第22話 まだ、生きている



「……巴」


 そんな俺の背後からかけられたのは、宣兄の静かな声。


「課長が呼んでる。

 これから対策本部を立ち上げるから、来てくれと」

「対策本部?」

「お前の言う晶龍――白龍島に出現したあの魔獣はつい先ほど、第一種厄災級魔獣に認定された。

 円城寺課長を中心に、いわゆる討伐隊が結成される。お前もその一員だ」


 第一種厄災級魔獣――

 つまり、ヘタをすれば国が滅びる規模でヤバイ魔獣。

 これまでそんな魔獣と戦ったことなんて勿論ないし、ここ数十年を振り返っても出現例がない。

 ――そんな魔獣に、認定されちまったのか。

 500年も島を守ってきた、あの『龍神』は。


「……宣兄。

 俺、聞きたいことがある」


 俺は龍を睨んだまま、何となく、呟いていた。

 宣兄なら、何か知っているかも知れない。そう思って。


「そもそも……

 俺と八重瀬がこの島に派遣されたのは、何でだ?

 晶龍に接近した時、アイツの大剣はものすごく反応していた。

 それに、晶龍はずっとアイツを呼んでいた――

 一体、どうして?」


 夕闇に響く俺の声は、ともすれば波の音にかき消されそうだ。自分でも驚くほど弱弱しいのが情けない。

 だがそれでも、宣兄は答えてくれた。


「……俺にも、詳しいことは分からん。

 ただ、課長によれば――

 八重瀬は元々、晶龍と惹かれ合う血の持ち主だったらしい」

「えっ?」


 状況から何となく予想はしていたが、いざこうしてはっきり言われるとズシンと心に来る。

 つまり――


「ってことは最初から、課長は知ってたのかよ?

 八重瀬と晶龍の関係」

「殆ど手の内を明かさぬ人だが――恐らくな。

 さらに言えば、八重瀬を心療課にスカウトし、神器を与えたのも課長だ。

 最初は俺も驚いた。神器をろくに扱えない人間が何故、こんな場所にいるのかと。

 だが、元々晶龍と接触させるつもりで、課長が八重瀬に神器を使わせていたのなら

 ――納得はいく」


 その言葉で、俺は何となく分かった。

 何故調査隊が既にいるのに、俺と八重瀬の二人だけが島の調査を命じられたのか。

 新宿で起こった事件があったから――というのは、多分たまたま。適当な口実にすぎない。
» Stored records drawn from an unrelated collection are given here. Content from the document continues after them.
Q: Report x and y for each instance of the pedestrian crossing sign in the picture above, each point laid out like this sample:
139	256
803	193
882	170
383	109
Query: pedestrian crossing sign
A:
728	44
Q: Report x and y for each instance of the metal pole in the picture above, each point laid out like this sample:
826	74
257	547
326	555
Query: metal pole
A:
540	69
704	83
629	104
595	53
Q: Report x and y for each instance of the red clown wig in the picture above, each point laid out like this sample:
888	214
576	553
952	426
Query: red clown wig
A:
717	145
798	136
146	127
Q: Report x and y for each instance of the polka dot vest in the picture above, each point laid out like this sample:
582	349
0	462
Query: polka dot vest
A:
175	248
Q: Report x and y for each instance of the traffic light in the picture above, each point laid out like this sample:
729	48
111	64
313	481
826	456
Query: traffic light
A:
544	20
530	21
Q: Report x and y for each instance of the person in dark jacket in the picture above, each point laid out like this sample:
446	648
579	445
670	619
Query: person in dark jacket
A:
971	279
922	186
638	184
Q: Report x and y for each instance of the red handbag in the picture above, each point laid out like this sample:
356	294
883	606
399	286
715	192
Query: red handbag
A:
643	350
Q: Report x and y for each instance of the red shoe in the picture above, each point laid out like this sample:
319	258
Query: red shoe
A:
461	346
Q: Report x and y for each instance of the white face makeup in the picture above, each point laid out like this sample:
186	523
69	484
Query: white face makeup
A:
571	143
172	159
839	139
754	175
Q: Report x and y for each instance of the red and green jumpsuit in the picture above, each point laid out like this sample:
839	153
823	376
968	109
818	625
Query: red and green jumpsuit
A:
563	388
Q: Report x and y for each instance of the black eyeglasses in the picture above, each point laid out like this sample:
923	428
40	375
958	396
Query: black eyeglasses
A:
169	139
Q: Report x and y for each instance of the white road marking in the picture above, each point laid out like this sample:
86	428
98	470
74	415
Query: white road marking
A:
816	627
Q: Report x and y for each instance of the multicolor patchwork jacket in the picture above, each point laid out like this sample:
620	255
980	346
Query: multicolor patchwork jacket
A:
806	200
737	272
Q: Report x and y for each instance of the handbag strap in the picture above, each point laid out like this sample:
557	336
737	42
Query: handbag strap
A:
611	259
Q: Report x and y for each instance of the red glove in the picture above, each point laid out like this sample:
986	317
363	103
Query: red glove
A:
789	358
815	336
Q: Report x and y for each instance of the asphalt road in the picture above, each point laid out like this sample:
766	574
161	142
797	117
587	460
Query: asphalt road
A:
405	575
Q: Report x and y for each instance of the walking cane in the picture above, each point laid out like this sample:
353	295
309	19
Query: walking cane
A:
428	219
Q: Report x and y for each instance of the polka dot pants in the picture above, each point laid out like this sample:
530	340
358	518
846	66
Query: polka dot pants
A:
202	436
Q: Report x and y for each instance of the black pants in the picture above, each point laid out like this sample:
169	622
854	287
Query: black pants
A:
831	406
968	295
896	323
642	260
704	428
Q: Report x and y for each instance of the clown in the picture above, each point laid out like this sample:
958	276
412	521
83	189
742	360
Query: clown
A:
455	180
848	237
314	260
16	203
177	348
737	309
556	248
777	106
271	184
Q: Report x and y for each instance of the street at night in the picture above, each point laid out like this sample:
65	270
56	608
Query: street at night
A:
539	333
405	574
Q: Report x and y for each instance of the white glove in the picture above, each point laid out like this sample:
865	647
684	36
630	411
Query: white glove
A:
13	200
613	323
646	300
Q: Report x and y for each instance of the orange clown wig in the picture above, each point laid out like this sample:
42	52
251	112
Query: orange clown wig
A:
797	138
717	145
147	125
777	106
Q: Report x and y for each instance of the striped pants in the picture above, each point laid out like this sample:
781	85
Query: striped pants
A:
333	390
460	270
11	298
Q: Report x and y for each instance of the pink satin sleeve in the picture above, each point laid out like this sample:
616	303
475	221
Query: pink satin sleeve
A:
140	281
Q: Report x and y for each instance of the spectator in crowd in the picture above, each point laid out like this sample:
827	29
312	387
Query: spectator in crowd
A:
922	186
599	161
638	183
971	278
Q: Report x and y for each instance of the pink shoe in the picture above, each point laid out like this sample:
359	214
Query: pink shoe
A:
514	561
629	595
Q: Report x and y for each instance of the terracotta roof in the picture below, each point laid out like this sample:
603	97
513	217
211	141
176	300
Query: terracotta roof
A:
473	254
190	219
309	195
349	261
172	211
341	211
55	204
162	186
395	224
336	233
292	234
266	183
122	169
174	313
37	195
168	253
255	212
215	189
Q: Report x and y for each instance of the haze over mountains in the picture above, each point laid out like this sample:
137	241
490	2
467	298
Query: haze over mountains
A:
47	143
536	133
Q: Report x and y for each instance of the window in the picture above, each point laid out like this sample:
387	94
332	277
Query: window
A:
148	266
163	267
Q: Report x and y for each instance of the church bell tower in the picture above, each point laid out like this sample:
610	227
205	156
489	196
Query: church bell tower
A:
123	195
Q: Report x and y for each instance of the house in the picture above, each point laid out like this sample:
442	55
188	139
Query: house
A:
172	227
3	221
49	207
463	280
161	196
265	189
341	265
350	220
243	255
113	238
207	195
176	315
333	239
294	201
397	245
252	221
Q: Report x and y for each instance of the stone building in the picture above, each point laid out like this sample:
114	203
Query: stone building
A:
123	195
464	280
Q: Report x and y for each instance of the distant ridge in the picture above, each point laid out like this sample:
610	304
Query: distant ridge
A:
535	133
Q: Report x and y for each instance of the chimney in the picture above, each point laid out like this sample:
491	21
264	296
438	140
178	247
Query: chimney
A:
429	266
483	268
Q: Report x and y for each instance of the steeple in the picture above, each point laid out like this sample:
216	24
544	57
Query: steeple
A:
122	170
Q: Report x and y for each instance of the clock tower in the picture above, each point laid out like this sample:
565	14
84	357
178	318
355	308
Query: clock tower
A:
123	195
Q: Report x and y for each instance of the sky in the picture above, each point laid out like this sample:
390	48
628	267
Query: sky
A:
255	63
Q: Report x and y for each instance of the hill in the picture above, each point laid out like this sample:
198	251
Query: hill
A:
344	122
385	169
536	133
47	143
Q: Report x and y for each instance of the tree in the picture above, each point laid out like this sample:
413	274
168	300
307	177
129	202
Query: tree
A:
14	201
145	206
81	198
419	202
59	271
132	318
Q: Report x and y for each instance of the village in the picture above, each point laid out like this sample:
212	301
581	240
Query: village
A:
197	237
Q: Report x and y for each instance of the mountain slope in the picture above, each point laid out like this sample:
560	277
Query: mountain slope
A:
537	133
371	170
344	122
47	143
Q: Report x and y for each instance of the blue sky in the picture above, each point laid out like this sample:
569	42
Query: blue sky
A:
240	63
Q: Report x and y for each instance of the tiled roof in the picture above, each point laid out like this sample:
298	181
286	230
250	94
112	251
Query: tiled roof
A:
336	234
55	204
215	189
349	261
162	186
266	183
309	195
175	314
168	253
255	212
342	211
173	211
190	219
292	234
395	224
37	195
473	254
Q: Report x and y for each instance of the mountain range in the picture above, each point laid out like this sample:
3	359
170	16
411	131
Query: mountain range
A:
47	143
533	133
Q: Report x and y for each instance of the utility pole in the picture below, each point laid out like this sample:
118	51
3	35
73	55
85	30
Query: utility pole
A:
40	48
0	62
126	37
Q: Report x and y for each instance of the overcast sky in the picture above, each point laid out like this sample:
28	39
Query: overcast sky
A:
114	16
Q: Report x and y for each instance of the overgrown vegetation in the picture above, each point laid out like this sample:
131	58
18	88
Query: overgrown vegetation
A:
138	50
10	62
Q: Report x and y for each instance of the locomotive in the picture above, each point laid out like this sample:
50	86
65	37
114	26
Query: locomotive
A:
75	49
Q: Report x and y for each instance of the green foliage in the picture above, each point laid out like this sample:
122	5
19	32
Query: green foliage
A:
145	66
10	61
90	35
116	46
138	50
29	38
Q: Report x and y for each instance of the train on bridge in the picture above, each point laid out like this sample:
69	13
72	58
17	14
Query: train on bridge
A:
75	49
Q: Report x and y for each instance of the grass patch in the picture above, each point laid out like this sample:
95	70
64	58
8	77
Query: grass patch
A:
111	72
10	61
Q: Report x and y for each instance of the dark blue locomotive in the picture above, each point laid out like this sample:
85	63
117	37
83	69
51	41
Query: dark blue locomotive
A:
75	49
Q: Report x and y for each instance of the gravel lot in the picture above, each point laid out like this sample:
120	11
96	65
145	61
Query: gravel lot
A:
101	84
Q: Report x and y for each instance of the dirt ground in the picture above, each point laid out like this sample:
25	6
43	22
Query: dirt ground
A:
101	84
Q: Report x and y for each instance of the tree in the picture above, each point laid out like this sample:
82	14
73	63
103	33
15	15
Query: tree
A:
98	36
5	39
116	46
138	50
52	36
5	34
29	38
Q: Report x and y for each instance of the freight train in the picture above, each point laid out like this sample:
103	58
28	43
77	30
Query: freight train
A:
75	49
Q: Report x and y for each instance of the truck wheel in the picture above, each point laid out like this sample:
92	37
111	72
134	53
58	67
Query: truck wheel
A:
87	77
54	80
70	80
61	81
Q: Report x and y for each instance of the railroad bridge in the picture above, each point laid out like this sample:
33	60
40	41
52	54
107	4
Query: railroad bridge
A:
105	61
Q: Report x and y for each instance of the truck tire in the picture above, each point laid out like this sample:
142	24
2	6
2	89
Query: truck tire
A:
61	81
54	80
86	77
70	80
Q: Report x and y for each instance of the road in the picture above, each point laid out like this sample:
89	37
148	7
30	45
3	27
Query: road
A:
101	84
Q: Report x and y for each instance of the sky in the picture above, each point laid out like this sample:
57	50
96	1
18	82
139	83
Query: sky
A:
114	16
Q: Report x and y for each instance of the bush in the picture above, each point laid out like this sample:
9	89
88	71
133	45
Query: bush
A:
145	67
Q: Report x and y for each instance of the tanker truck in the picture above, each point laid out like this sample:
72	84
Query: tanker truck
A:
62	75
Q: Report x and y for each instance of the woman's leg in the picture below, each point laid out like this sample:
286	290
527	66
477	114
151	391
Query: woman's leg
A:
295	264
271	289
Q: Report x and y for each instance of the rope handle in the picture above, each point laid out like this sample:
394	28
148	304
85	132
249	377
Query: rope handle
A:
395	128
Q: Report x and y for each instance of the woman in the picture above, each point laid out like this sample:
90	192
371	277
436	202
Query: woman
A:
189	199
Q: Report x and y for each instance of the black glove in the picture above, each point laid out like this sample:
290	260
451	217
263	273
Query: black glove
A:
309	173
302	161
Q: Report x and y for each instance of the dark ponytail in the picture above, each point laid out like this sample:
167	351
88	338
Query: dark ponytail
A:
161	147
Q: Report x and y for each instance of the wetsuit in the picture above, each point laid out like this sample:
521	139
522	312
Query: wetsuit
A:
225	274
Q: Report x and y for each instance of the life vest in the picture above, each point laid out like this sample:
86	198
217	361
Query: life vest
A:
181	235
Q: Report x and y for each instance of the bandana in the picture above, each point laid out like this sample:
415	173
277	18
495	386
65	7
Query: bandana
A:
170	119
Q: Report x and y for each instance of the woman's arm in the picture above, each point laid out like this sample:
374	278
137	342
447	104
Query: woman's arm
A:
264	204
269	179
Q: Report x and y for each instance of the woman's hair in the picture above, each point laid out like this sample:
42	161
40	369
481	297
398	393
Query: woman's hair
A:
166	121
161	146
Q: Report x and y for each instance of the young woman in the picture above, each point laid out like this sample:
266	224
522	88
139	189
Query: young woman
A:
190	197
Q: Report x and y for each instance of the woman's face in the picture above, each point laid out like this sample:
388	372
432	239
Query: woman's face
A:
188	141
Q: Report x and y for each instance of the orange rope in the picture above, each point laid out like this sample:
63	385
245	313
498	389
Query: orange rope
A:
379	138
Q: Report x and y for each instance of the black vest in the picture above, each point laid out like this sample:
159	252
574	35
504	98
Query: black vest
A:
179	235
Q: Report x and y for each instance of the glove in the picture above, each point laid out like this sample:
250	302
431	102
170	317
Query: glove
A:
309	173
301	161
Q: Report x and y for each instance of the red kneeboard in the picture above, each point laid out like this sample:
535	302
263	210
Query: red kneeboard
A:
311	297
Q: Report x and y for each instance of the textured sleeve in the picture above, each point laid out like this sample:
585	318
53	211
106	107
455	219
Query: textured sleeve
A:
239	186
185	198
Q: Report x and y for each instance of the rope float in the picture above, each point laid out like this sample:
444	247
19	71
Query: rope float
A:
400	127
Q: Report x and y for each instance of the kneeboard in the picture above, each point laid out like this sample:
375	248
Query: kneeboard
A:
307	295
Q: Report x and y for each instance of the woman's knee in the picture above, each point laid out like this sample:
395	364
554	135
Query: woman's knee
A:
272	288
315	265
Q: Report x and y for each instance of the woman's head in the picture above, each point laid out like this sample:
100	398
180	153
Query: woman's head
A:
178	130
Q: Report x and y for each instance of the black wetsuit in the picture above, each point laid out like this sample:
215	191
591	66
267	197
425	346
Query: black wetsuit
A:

 調査隊の報告により、機は熟したと課長は判断したのだろう。八重瀬と晶龍を接触させる絶好の機会が来たと。

 余計な人員を使って、その接触を邪魔させたくない。かといって一人で行かせて、予想外の事故が起こっても困る。

 だから、新人でペーペーの俺だけを護衛に回した――

 そんなところか。大人ってヤツは……!



「八重瀬を晶龍にぶつけて、何がしたかったんだよ……あの課長クソダヌキは。

 結局アイツは、あのバケモンに、いいようにボロボロ食われて!」



 今でもはっきり瞼の裏に焼き付いているのは、アイツが晶龍に食われた瞬間の光景。

 あんなの、ひたすら一方的に嬲られていったも同然だ。

 課長が何を考えてたか知らないが、晶龍に出くわしたおかげで、八重瀬は――!



「……認めたか、ねぇけど。

 今回、ずっと一緒に行動してて

 ……すげーイイ奴だなって、思ったんだ。アイツのこと」



 宣兄は答えてくれない。

 ただ、俺の言葉をじっと聞いてくれているのは分かった。


「実は二十歳過ぎてたってのもビックリしたけどさ。

 ろくに戦えもしない癖に、変なところですごく真っすぐで、強くて。

 寧々を助ける時も、島の奴らに囲まれた時も、絶対に折れなくて。

 本当は、俺――」


 ああいうヤツと友達に――

 そう言いかけてしまい、慌ててその言葉を喉元で呑みこんだ。

 そのかわりとばかりに、怒りが身体の中で沸騰してくる。


「なのに!

 何でアイツが、あのバケモンに!

 あんな風に、食われなきゃならなかったんだよ!?」


 宣兄も課長も他の奴らも、何も見てないからそんな冷静に対処できるんだ。

 晶龍と接触したことで、アイツがどんな目に遭ったか、知らないから――!!


 だがそんな俺を制するように響いたものは、宣兄の言葉。


「巴。

 課長と俺の推測が正しければ――

 恐らく、八重瀬はまだ、生きている」


 思わず俺は振り返り、宣兄の顔をまじまじと見つめてしまった。

 宣兄の、結構なイケメンではあるがイカつい長身。そして背中に負った巨大斧は、それだけで軽く俺を威圧してくる。


「な……何で?」

「どういう形でかは分からんが、巴。

 お前の見たその状況が本当であれば、少なくとも奴は死んではいない。それが課長の予測だ。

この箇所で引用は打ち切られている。